Thank you so much.. I feel sad and as you told i guess is OK to feel this way sense its so recent. Its just that I feel like I have to help my mother but at the same time I feel like i don't want to always be there with y dad as a slave or something.. I live with my parents And i was just getting ready and thinking seriously about college and my life but now that this happened its like i see my dreams impossible.. I have to seek for a job now and help financially and emotionally and physically towards my parents. My mother is very sad too. I don't know if this is just a Turn down in my emotional state. I hope Its not Depression I hope i can manage this situation. Thank you for your comment.

October 25, 2009 - 1:17pm
(reply to Lupita)

Please feel free to come back and talk with us anytime, and if your sadness is effecting the rest of your life (as the other member mentioned: eating, sleeping and daily life), then it is time to seek professional help.

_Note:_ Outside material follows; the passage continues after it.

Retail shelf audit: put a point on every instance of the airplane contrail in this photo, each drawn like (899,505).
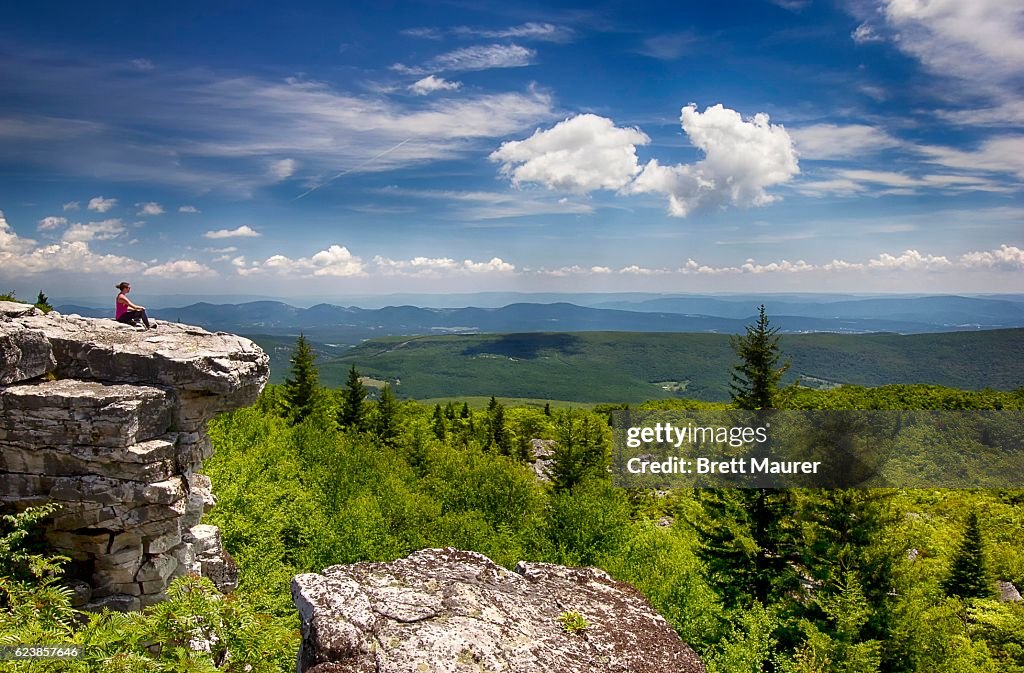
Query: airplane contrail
(349,170)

You (and your mom) may want to talk with a counselor or psychologist about your feelings. It is wonderful for the caregivers to love and support their loved-one in need, and it is also OK and vital to know that caregivers can feel stressed, lonely, isolated, put-upon, financially and emotionally and socially burdened. Caregivers need to know that they are not being selfish for these feelings; they are real, and if acknowledged and properly addressed, can be healthy feelings. You are 18, want to look forward to college and a social life and having fun, while still helping your parents. Now, with your dad's accident, you are having to put your life on hold for the moment to focus on him...and you didn't ask for this to happen. We know how your dad and mom feel, and they are probably scared and wanting the best for their family (including you), too. Give this new situation some time, help out as much as you can, and also talk with your mom about your needing a few hours every day to yourself to have fun, so that you can be a better caregiver and support to the family. Caregivers need emotional and social support for themselves, too, in order to be the best caregiver.

So much can happen in the next 2, 6 or 12 months that your dreams may not be on-hold, or they may be on-hold for a short time.

You do not have to be clinically depressed to talk with a counselor or psychologist, and they are a wonderful "third person" who can listen to your feelings without judgment and help you deal with the negative emotions so you are able to focus on all of the wonderful things that your family is doing for each other.

Here are some other references you and your mom may find useful:
- Caregiver Stress: The impact of chronic disease on the family
- Caregiver Stress

I hope to hear from you again! We'll be thinking about you, and would love to hear how you are doing (as well as how your dad is recovering).

October 25, 2009 - 3:17pm

Lupita,
Why do you think your life is ruined? You can still walk. You are are probably still in a state of shock as this news about your Dad is becoming real to you. You are sad and you will get over this. Your Dad needs your love and support during this very difficult time as he comes to terms with his disability. I recommend to find someone to talk to about this, another family member, your mother, your priest, etc. Sometimes just saying the fears out loud will help you come to terms with a problem. It may takes months before things get back to normal or the new normal in your family. Be patient, be flexible and willing to help out.

If your sadness does not go away or improve in a few weeks, then seek medical help. Look in the phonebook for a mental health hotline where you can talk to someone. It will be quiet and discreet. Many people still fear the stigma of mental illness. Most mental illneses are not caused by weakness but are the result of chemical imbalances in the brain.

Life will go on. Take it one day at a time and deal with today's problems today.